In 1948 the World Health Organization (WHO) defined health as “a state of complete physical, mental and social well-being, not merely the absence of disease or infirmity” (Callahan, 2012) This definition remained unchanged for over sixty years and now, there is an increased demand for a new definition of health.

A potential new health definition was presented by Fabio Leonardi in his 2018 article, “The definition of health: towards new prospective” has proposed a new definition of health as being “the capability to cope with and to manage one’s own malaise and well-being conditions. In more operative terms, health may be conceptualized as the capability to react to all kinds of environmental events having the desired emotional, cognitive and behavioral responses and avoiding those undesirable ones.” (Leonardi, 2018) In this new proposed definition of health, the author suggests that health should not be a state to achieve, rather, health should be an ongoing dynamic and complex process which any individual should be able to achieve regardless of their age, race, ethnicity, and social economical state and should be based on personal priorities, needs and expectations.

The sixty year old health definition should be updated to match current healthcare needs and individual expectations. While it is progressive to update this definition, healthcare systems and their delivery must follow en suite.

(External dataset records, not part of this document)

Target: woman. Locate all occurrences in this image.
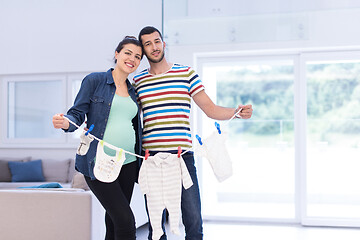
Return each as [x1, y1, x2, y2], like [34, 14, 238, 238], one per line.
[52, 37, 143, 240]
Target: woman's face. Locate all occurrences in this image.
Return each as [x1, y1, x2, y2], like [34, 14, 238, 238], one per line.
[115, 43, 142, 74]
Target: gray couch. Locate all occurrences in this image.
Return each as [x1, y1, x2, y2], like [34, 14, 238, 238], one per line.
[0, 157, 148, 240]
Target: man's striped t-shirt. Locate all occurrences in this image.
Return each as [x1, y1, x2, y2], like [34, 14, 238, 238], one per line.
[134, 64, 204, 152]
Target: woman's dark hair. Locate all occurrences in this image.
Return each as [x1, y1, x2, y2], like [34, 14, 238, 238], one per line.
[114, 36, 144, 63]
[138, 26, 163, 44]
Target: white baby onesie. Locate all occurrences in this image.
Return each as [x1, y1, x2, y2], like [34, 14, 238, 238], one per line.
[94, 140, 125, 183]
[139, 152, 193, 240]
[194, 131, 233, 182]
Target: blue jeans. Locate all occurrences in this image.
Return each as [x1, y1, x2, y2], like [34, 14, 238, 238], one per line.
[145, 152, 203, 240]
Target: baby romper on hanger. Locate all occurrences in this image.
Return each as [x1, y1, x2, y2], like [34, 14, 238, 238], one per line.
[94, 140, 125, 183]
[194, 131, 233, 182]
[139, 152, 193, 240]
[76, 132, 94, 156]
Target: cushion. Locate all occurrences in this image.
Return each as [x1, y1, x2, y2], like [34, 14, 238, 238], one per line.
[71, 172, 90, 191]
[0, 157, 31, 182]
[19, 183, 62, 188]
[8, 160, 45, 182]
[42, 159, 71, 183]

After the 1960s, the life expectancy of people increased due to availability of medication, more hospital services, and improved technology. (Gerad F Anderson, 2000) The increased life expectancy after age 65 contributes to the increased demand for continued care. In the United States and in Canada, one in six elderly people needed home care due to various illnesses (Gerad F Anderson, 2000). As the population ages, the proportion of people living with chronic illnesses increases. Christine Walker explains in her article, “Recognizing the changing boundaries of illness in defining terms of chronic illness” that the World Health Organization acknowledges that there is a relationship between the aging population and increased prevalence of chronic illness. (Walker, 2001) Chronic diseases are not only affecting the ageing population, there are chronic illnesses such obesity which affect all age groups and socioeconomic classes. Nearly one third of the world population are overweight or obese and chronic conditions caused by excess weight has more than doubled since 1980 (Ulijaszek, 2000). Even though obesity itself is considered a chronic condition, it can lead to other chronic diseases such as diabetes and heart disease. The result of the increased prevalence of these diseases can overburden healthcare systems and societies. (Ulijaszek, 2000)

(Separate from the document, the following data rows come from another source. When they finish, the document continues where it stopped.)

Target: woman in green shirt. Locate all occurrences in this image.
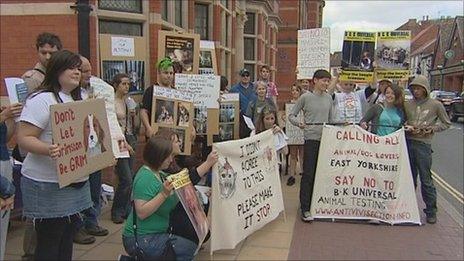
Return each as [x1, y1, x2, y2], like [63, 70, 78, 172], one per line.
[122, 136, 197, 260]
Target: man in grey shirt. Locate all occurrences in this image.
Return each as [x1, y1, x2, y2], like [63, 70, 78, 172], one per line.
[288, 70, 333, 222]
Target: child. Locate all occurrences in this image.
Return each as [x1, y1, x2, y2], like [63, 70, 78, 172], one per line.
[245, 82, 277, 124]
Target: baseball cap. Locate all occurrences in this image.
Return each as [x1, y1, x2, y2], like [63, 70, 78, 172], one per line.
[239, 68, 250, 76]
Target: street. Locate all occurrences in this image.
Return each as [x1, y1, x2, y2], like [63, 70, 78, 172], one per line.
[432, 119, 464, 221]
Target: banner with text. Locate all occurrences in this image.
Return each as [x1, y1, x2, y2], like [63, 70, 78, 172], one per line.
[211, 130, 284, 251]
[297, 28, 330, 79]
[311, 125, 420, 224]
[50, 99, 115, 188]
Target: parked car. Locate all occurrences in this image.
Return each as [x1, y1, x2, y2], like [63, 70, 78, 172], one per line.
[448, 92, 464, 122]
[430, 91, 458, 112]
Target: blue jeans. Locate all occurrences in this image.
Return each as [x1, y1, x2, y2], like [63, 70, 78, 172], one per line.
[407, 139, 437, 216]
[122, 233, 197, 261]
[111, 135, 137, 217]
[77, 170, 101, 229]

In a Statistics Canada report in 2004, 59.1% of Canadian adults were overweight or obese and 23.1% of adults were obese. (Health Reports, 2006) The current research identified that increasing obesity rates and rising complications associated with obesity could lead to an unhealthy and unproductive population, as well as put unnecessary pressure on healthcare systems. (Huang, 2008)

In Canada, groups most affected by chronic illnesses are marginalized populations, in particular, Aboriginal women. Aboriginal women experience more health issues than rest of the Canadians (Akee, 2018) For example, a woman registered in the country’s [First Nation] registry is more likely to face untimely death than rest of the Canadian women. (Akee, 2018)

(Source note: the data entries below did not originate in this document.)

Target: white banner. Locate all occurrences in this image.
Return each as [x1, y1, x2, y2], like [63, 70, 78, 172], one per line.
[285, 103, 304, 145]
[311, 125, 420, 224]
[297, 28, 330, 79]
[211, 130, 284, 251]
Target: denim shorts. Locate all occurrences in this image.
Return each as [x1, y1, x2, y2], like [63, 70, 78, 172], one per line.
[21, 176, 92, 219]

According to a 2004 article from Prairie Women’s Health Centre of Excellence, Aboriginal women in Canada experience decreased life expectancy, elevated morbidity rates as well as elevated suicide rates in comparison to non-Aboriginal women. (Carrie Bourassa, 2008) Aboriginal women on or off the reserves, experience poorer health than non-aboriginal Canadian women. Furthermore, they experience significantly higher rates of coronary heart diseases, cancer, cardiovascular diseases and other chronic illnesses. 41% of Aboriginal women age 55-64 reported fair or poor health compared to 19% of Canadians in the same age group. (Carrie Bourassa, 2008) Today, chronic conditions due to ageing, obesity, and Aboriginal issues are being discussed and identified by multiple levels of government. The question still stands: have we done enough to address the health determinants?

As the delivery of healthcare is under provincial authority, understanding of the health determinants by provincial health officials are vital in addressing current healthcare issues. However, the current state is far from it. Julia Brassolotto and Dennis Raohael in their journal article “Epistemological barriers to addressing the social determinants of health among public health professionals in Ontario, Canada: a qualitative inquiry” interviewed lead medical officers and healthcare professionals from nine public health units and concluded that “Ontario public health units generally neglected the social determents of health and act on risk aversions and behaviorally oriented health promotion approaches” (Julia Brassolotto, 2013) Their conclusion were based on the interviews they conducted with the medical professionals of Ontario public health units. They evaluated the public health units’ websites and then sent these public health units a questionnaire and evaluated the answers. After analyzing all the data, they concluded that various public health units understood and interpreted the social determinants of health differently and therefore executed their dominant research and practice paradigms according to their understanding.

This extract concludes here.